前記保護層に含まれる含フッ素イオン交換樹脂のイオン交換容量が０．５～２．０ミリ当量／ｇ乾燥樹脂である、請求項１または２に記載の固体高分子形燃料電池用膜電極接合体。
　前記保護層に含まれる含フッ素イオン交換樹脂がイオン交換基を有するパーフルオロポリマーである、請求項１～３のいずれかに記載の固体高分子形燃料電池用膜電極接合体。
　前記カソードおよび前記アノードの少なくとも一方が、前記触媒層と前記保護層との間に、平均繊維径が１～２００ｎｍであるカーボンファイバーを含む接着排水層をさらに有する、請求項１～４のいずれかに記載の固体高分子形燃料電池用膜電極接合体。
　前記接着排水層の厚さが、２～１５μｍである、請求項５に記載の固体高分子形燃料電池用膜電極接合体。
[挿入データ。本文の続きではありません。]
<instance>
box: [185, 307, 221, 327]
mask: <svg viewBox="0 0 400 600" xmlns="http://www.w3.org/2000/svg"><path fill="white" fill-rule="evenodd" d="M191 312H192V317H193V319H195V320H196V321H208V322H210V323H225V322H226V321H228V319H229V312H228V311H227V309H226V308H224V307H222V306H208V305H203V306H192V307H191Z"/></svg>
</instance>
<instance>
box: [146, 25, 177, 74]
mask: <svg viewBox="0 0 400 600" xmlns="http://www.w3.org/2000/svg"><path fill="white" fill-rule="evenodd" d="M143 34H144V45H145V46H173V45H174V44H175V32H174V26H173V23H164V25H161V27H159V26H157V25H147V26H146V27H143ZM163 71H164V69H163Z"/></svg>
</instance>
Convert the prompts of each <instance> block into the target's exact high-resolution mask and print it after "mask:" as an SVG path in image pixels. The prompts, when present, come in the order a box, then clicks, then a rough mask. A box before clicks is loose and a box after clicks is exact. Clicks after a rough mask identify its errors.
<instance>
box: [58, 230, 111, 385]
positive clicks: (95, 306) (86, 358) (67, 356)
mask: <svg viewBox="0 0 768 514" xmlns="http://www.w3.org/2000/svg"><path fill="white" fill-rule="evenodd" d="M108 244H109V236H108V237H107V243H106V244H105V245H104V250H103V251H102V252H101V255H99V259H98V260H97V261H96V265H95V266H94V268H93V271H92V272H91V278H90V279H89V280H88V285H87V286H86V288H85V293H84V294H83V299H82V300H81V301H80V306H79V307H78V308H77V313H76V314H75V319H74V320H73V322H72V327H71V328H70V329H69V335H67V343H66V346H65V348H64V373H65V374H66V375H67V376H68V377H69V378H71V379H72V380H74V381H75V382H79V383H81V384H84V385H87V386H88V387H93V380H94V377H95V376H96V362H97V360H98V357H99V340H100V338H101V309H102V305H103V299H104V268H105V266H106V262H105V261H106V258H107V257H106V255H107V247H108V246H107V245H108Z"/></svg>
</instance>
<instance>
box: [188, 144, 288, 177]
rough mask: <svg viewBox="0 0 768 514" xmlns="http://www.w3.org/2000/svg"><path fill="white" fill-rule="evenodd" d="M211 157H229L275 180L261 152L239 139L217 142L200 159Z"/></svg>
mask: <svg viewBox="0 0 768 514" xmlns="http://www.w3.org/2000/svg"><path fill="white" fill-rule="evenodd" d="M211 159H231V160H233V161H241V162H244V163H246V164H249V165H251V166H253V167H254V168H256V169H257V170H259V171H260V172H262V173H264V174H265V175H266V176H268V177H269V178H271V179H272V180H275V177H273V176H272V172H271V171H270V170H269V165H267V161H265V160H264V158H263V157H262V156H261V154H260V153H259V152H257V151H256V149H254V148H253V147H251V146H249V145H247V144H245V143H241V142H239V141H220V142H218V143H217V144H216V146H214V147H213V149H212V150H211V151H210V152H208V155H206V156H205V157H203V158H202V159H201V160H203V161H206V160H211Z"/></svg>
　前記接着排水層がさらに含フッ素イオン交換樹脂を含む、請求項５または６に記載の固体高分子形燃料電池用膜電極接合体。
　前記接着排水層に含まれる含フッ素イオン交換樹脂（ｆ）とカーボンファイバー（ｃ）との質量比（ｆ／ｃ）が、０．０５～２である、請求項７に記載の固体高分子形燃料電池用膜電極接合体。
　前記カソードおよび前記アノードの少なくとも一方が、前記保護層と前記ガス拡散層との間に、カーボン粒子を含むマイクロポーラス層をさらに有する、請求項１～８のいずれかに記載の固体高分子形燃料電池用膜電極接合体。